Hiç kafanızın içinde konuştuğunuzu “duydunuz” mu? Cevabınız evet ise iç monolog adlı fenomeni siz de deneyimliyorsunuz demektir. Halk arasında iç ses olarak bilinen iç monolog, beynimizin kelimelerle düşünmeyi sağlayan bir diğer muhteşem mekanizmalarından biri.
Birçoğumuz, bir şeyler okurken veya düşünürken kendi sesimizi kafamızın içinde duyuyoruzdur. İç monoloğu deneyimleyen biri olarak, iç sesin aktif olmadığı bir düşünme şeklini hayal etmek zor olabilir ama bu mekanizma gerçekten de bazı insanlarda işlemiyor.
Peki, adeta beynimizden bir ses yükseliyormuş da onu duyuyormuşuz gibi hissettiren iç sesimizi nasıl ve neden duyabildiğimizi hiç düşünmüş müydünüz?
İç ses fenomeni, psikologları ve dil bilimcileri uzun yıllardır ilgilendiriyor.
Dil bilimindeki davranışçılık akımına katkı sağlayan psikolog Lev Vygotsky, içsel konuşmayı kullanma becerimizin çocukluk döneminde “özel konuşma” olarak geliştiğini ve küçük çocukların yalnızca yüksek sesle düşünebildiğini öne sürmüştü.
Fransız beyin cerrahı Paul Broca ise, 19. yüzyılda konuşmanın fiziksel mekanizmasıyla ilgilendi ve afazili hastaları inceleyerek beynin sol ön yarımküresindeki (şimdiki adıyla Broca alanı) bir bölgenin dil ve konuşma üretimi için hayati derecede önemli olduğunu belirledi.
Beynin komşu bölgeleri dil işlenmesine katkı sağlıyor.
Alman nörolog Carl Wernicke, beynin sol arka kısmındaki bir bölgenin (şimdi Wernicke bölgesi olarak biliniyor) dili anlamada önemli bir rol oynadığını keşfetti.
O zamandan beri, birkaç komşu bölgenin de dilin işlenmesine ve üretilmesine katkı sağladığı ve bu bölgeler ile işitmeden sorumlu alanlar arasında var olan geniş bir bağlantı ağı olduğu bulundu.

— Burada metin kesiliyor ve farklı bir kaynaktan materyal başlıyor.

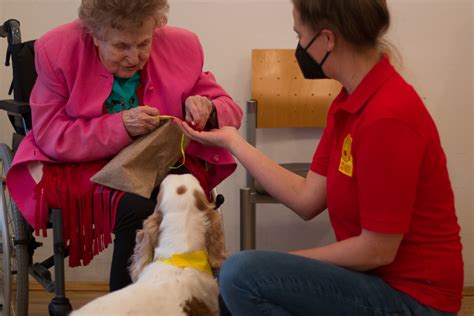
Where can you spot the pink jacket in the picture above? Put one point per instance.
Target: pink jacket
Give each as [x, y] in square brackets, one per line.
[72, 85]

İçimizden konuşurken, sesli konuştuğumuzda harekete geçen kaslarımız aktif oluyor!
Dorsal ve ventral akımlar dediğimiz yollar, beyindeki dil yollarıdır. Ayrıca işitsel ve görsel işlemede yer alırlar. Çocuklukta; dorsal akım, ventral akımdan daha yavaş gelişir. İç konuşmanın ortaya çıkışı dorsal akış gelişiminden etkilenir.
Araştırmacılar, MRI (manyetik rezonans görüntüleme) tarayıcılarını kullanarak bu bölgelerde çılgınca bir faaliyetin gerçekleştiğini gördüler. İçimizden konuşurken, konuşmayla ilişkili kaslarımız bu süreçte de harekete geçiriyordu ve böylece iç sesimizi duyabiliyorduk.
İç sesinizi duyamıyorsanız görsel monoloğa sahip olabilirsiniz.
Ayrıca araştırmalar, gözleriniz kapalıyken görüntüleri hayal ettiğinizde beynin görsel algıdan sorumlu bölümlerinin harekete geçtiğini bulmuştu.
Bu yüzden, iç sesinizi "duymamak", mutlaka bir iç monoloğunuz olmadığı anlamına gelmez çünkü bazı insanlar işitsel yerine görsel monoloğa sahiptir. Örneğin, yapılacaklar listelerini kafalarında “örebilirler, ancak kendi düşüncelerini duyamayabilirler.
İşitme engelli kişiler, iç monologlarını işaretler veya görüntüler aracılığıyla deneyimleyebilirler. Hem bir iç sese hem de iç düşüncelere sahip olmanız ve bunları aralıklarla deneyimlemeniz de mümkündür.
Neden böyle bir yetiye sahip olduğumuz hâlâ gizemini koruyor.
Araştırmacılar, bazı insanların neden bir iç sese sahip olmadığını hâlâ tam olarak anlayamadı. Şimdilik, dorsal akışın olgunlaşmasıyla ilgili olduğunu düşünüyorlar.
Üstelik; bu yetinin neden geliştiği de hâlâ tam anlamıyla çözülememiş olsa da bu karmaşık bağlantıların gelecekteki eylemlerimizi hayal etmemizde ve tahminlerde bulunmamızda önemli bir rol oynadığı aşikâr.